Da saß ein älterer Herr in seinem geschmückten Wohnzimmer und erteilte seinen Untertanen, ja der ganzen Welt mit rauer Wodkastimme eine grimmige Lektion: Die aktuelle Flüchtlingswelle sei kein Notstand, sondern eine von langer Hand geplante Invasion. Die jungen Araber sollten – wie tschechische Patrioten im Zweiten Weltkrieg – ihr Vaterland lieber mit der Waffe verteidigen statt in den Westen abzuhauen.
Von weihnachtlicher Milde und Barmherzigkeit keine Spur. Die surreale Viertelstunde dieses Präsidenten endete wie eine Parodie der Nächstenliebe: Tschechien sei nun mal nicht für jedermann da, man werde die Bedürftigen nicht hereinlassen. Danach noch ein knapper Grinsegruß zum neuen Jahr – und fertig.
In Deutschland wäre das Geschrei groß – und Zemans politische Karriere nach diesem Auftritt wohl beendet. Aber in anderen Ländern ist man auch bei hohen Ämtern langmütiger mit Exzentrikern, weil aller Diskurs dort nicht vorab durch Sprachtabus und Denkverbote eingeschränkt ist. Natürlich macht Zemans ruppige Art auch zahlreiche Tschechen fuchsteufelswild. Aus Protest hissten Künstler auf der Prager Burg einmal sogar statt der Landesflagge eine riesige rote Unterhose.

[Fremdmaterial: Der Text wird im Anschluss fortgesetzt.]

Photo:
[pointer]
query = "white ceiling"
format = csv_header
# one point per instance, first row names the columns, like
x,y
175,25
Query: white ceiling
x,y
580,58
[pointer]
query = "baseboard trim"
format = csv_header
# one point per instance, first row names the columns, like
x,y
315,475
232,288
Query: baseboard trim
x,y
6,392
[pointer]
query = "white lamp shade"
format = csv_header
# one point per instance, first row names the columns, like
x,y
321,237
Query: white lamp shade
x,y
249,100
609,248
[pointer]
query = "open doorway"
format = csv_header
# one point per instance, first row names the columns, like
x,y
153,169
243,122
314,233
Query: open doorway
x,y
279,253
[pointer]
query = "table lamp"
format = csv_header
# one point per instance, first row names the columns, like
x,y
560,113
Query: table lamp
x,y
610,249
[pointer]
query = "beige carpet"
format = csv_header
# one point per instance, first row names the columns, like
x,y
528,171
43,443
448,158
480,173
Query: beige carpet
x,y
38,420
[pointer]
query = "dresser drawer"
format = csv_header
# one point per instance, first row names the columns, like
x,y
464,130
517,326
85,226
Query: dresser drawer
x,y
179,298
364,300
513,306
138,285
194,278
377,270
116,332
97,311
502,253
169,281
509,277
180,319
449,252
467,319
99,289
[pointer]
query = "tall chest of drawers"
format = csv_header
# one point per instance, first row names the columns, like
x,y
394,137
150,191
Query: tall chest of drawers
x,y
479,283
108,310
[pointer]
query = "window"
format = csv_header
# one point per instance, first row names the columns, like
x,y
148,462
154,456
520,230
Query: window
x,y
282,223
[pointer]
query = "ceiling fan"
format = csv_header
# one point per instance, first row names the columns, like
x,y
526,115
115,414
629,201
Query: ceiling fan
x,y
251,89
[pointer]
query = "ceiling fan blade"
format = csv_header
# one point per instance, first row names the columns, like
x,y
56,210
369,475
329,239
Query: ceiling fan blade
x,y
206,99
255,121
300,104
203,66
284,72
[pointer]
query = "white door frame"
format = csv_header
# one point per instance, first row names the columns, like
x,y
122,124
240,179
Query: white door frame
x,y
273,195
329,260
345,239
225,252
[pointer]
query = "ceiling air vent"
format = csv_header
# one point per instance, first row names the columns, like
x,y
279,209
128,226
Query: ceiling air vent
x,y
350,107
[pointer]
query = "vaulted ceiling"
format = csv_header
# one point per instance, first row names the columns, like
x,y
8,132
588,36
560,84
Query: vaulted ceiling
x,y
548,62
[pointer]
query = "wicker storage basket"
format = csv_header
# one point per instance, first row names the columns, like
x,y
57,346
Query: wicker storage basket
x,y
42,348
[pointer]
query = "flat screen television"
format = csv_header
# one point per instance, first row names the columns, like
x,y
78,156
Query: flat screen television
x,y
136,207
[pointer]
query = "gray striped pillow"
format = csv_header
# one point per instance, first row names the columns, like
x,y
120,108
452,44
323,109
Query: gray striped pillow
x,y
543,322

Und Zemans alter Rivale ums Präsidentenamt, Karel Schwarzenberg, kommentierte resigniert: “Schade, wenn eine Weihnachtsansprache so gar nichts mit Weihnachten zu tun hat.” Doch scherte sich der Nichtchrist Zeman einfach nicht um den frommen Comment, erwähnte das Jesuskind mit keinem Wort und schilderte die Welt so schlicht, wie er sie sieht. Ist das nun ein Skandal?
Weltweit ist zu beobachten, wie Rüpel und Sonderlinge das politische Geschäft aufmischen. Wie öde wäre der ohnehin schon zähe amerikanische Vorwahlkampf ohne Donald Trump! Nicht nur für Medienprofis, auch für die gelangweilte Netzgemeinde ist es ein gefundenes Fressen, wenn hier ein Anwärter aufs höchste Amt nach Gusto die Latino-Minderheit beleidigt, einen missliebigen Journalisten rauswirft und augenscheinlich herausbrummelt, was ihm gerade so durch die Rübe rumpelt.
Atombomben gegen Araber
Die Aussetzer auch anderer Kandidaten für das Weiße Haus geben wunderliche Weltsichten preis: Der Holocaust wäre vermieden worden, hätten laxere Waffengesetze den europäischen Juden nur erlaubt, sich privat zu bewaffnen. Die Berliner Mauer gehört an die mexikanische Grenze. Die Erderwärmung ist eine Wahrnehmungsstörung. Und gegen aufmüpfige Araber helfen am besten Atombomben.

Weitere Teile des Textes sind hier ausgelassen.